Mergulhadores são presos em operação para desarticular tráfico internacional de drogas em portos de SC. - Foto: Divulgação/PF

Na manhã desta terça-feira (19), a Polícia Federal (PF) deflagrou a Operação Tirocinium, considerada a maior ofensiva contra o tráfico transnacional de drogas em Santa Catarina. A ação desarticulou uma organização criminosa altamente estruturada que atuava nos portos de Navegantes, Itapoá e Imbituba para enviar grandes carregamentos de cocaína à Europa e à África.

Estão sendo cumpridas 18 prisões preventivas e 31 mandados de busca e apreensão em dez cidades catarinenses (Joinville, São Francisco do Sul, Araquari, Balneário Camboriú, Itajaí, Tijucas, Barra Velha, Garuva, Jaraguá do Sul e Imbituba), além de São José dos Pinhais (PR) e Uberaba (MG). Ao todo, quatro investigados também terão monitoramento eletrônico.

Bilhões no rastro do crime

A operação atinge núcleo financeiro da organização com o pedido de sequestro de 36 imóveis, apreensão de dezenas de veículos e bloqueio de contas bancárias de 35 investigados, até o valor total de R$ 646 milhões. Só nos últimos quatro anos, o grupo movimentou mais de meio bilhão de reais com o tráfico e a lavagem de dinheiro, utilizando empresas de fachada, laranjas e operações comerciais fictícias.

Arsenal de guerra

Ao longo das investigações, iniciadas em 2023 após flagrantes em áreas portuárias catarinenses, a PF apreendeu 4,6 toneladas de cocaína e um arsenal impressionante: fuzis, pistolas, granadas, grande quantidade de munições e uma metralhadora calibre .50 — equipamento de uso restrito das Forças Armadas, que evidencia o elevado poder bélico da organização.

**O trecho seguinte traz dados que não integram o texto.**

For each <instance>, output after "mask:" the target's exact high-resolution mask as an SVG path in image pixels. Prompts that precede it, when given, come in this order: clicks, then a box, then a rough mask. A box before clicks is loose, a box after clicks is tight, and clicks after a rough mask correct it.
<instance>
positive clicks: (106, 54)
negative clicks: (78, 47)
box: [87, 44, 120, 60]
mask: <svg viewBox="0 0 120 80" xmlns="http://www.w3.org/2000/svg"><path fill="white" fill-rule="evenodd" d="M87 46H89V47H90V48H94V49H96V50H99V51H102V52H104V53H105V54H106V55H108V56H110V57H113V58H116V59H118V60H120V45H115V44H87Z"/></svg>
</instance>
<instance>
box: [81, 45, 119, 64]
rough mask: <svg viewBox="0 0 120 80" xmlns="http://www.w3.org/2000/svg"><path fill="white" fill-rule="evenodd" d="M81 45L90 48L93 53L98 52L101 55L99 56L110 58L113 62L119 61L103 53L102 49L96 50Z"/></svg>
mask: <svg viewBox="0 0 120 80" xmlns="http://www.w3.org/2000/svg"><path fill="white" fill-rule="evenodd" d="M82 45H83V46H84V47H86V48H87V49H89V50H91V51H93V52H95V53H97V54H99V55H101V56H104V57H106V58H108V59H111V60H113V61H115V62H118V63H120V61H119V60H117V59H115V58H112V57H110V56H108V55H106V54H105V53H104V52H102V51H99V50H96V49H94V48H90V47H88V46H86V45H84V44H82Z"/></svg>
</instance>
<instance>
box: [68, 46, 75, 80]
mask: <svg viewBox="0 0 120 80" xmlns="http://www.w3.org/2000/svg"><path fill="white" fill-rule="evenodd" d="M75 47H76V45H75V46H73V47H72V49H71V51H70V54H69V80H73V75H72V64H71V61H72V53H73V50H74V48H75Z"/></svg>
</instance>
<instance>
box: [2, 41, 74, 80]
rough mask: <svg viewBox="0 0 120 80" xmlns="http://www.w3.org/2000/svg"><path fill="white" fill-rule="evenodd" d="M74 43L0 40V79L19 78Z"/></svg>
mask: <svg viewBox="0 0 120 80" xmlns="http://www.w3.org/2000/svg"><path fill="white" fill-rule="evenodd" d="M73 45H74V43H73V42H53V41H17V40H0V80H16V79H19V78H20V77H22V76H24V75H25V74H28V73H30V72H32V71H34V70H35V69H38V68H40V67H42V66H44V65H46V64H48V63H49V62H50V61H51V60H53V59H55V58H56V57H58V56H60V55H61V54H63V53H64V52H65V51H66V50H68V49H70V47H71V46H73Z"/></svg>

Mergulhadores e cargas lícitas

Entre os métodos identificados pela PF, destacam-se o emprego de mergulhadores profissionais, responsáveis por ocultar a droga nos cascos dos navios, e a inserção de entorpecentes em meio a cargas lícitas, como paletes de madeira e sacos de alimentos.

Os presos, entre eles três mergulhadores, estão sendo encaminhados ao sistema prisional, onde ficam à disposição da Justiça Federal em Itajaí. As investigações continuam para identificar outros envolvidos e consolidar as provas.

O nome da operação, Tirocinium (termo latino para “primeira experiência militar” ou “treinamento de recrutas”), faz referência à estrutura organizada e à capacidade de ação internacional do grupo criminoso.